João da Cruz e Sousa

Filósofos titãs, filósofos insanos Que destes turbilhões, que destes oceanos De lutas e paixões, de sonho e pensamentos Espalhásteis no mundo aos clamorosos ventos

A Ciência fatal, talvez como um veneno, Que os tempos abalou no caminhar sereno; Filósofos titãs, que os séculos austeros No flanco da Matéria abris, graves, severos,

Sobre o escombro da fé, da crença e da esperança, Da civilização o trilho que hoje alcança No seu aço viril as regiões supremas, Traçado em novas leis, doutrinas e problemas;

Vós que sois no Saber os monges da existência E só acreditais na força da Ciência, Que da morte sabeis os filtros invisíveis, Narcóticos, sutis, incógnitos, terríveis,

Não sabeis, entretanto, apóstolos sombrios, Como a luz da Ciência os homens estão frios, Como o tudo ficou num doloroso caos E os seres que eram bons, rudes, egoístas, maus.

Em vão! em vão! em vão! os vossos largos crânios Lutaram pelo Bem dos Bens contemporâneos! Tudo está corrompido e até mais imperfeito... Não há um lírio são a florescer num peito,

De piedade, de amor e de misericórdia... Se brota uma virtude o ascoso vício morde-a, Envilece, corrompe e abate essa virtude Com o cinismo revel dum epigrama rude...

E até muita alma vil, feroz, patibular, Impunemente sobe ao mais sagrado altar.

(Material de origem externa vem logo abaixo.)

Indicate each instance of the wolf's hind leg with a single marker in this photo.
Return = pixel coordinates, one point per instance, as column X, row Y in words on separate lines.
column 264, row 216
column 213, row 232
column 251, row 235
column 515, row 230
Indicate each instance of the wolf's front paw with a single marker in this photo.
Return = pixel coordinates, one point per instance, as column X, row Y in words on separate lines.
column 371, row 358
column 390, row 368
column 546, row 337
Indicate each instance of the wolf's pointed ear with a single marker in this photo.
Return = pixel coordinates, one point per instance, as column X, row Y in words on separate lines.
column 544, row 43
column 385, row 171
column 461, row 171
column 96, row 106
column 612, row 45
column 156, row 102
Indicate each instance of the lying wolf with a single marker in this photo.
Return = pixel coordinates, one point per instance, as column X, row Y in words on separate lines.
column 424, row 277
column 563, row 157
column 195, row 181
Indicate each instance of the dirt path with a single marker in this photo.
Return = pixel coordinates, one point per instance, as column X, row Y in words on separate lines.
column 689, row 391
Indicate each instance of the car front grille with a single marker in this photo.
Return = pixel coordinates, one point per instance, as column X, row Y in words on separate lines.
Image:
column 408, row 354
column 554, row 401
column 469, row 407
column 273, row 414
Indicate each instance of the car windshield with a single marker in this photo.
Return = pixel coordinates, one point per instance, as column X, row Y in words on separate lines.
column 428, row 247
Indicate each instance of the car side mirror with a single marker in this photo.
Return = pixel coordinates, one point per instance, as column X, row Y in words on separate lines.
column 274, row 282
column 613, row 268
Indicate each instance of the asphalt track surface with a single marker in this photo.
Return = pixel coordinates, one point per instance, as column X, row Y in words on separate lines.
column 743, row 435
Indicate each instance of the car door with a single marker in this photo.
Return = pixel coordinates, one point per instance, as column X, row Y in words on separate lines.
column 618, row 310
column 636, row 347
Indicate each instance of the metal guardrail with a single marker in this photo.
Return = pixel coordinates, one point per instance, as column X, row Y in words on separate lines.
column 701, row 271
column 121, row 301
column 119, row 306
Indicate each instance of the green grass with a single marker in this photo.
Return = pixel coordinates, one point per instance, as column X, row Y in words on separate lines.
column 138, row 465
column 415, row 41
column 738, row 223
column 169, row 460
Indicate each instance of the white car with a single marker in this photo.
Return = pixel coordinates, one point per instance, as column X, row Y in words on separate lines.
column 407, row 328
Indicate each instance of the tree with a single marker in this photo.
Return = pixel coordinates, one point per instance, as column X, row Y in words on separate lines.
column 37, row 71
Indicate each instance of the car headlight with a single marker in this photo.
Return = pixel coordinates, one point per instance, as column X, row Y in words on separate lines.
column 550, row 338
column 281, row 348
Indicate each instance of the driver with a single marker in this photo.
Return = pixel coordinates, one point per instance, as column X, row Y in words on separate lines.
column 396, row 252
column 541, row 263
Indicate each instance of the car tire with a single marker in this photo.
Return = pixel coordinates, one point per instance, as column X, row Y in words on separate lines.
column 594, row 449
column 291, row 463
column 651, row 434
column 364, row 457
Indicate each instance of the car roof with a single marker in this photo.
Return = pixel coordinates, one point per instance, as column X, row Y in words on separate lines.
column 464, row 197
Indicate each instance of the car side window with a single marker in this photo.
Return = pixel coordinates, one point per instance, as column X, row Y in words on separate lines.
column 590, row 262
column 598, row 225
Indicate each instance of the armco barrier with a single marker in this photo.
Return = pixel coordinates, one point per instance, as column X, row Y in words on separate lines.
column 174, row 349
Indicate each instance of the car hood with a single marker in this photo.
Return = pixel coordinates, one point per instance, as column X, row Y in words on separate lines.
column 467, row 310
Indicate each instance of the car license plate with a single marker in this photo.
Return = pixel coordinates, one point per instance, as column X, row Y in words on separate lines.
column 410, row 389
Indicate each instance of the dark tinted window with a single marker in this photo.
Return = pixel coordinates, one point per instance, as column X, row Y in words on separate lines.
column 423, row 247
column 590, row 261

Por isso vão passar perante a turbamulta Como abrupta avalanche, enorme catapulta,

Numa , os famulentos vícios Que cavaram no globo horrendos precipícios, Os vícios imortais, que infestam tribos, greis, Povos e gerações, seitas, templos e reis

E que são como a lava obscura da cratera Que subterraneamente em tudo se invetera. Com toda intrepidez hercúlea de acrobata Vou sobre eles soltar, gloriosa, intemerata,

A sátira que tem esporas de galhardo Cavaleiro ideal que joga a lança e o dardo. Vou com esse altanado e muscular esforço De quem galga triunfal o soberano dorso,

A crista vigorosa, altiva, sobranceira, Da mais agigantada e vasta cordilheira.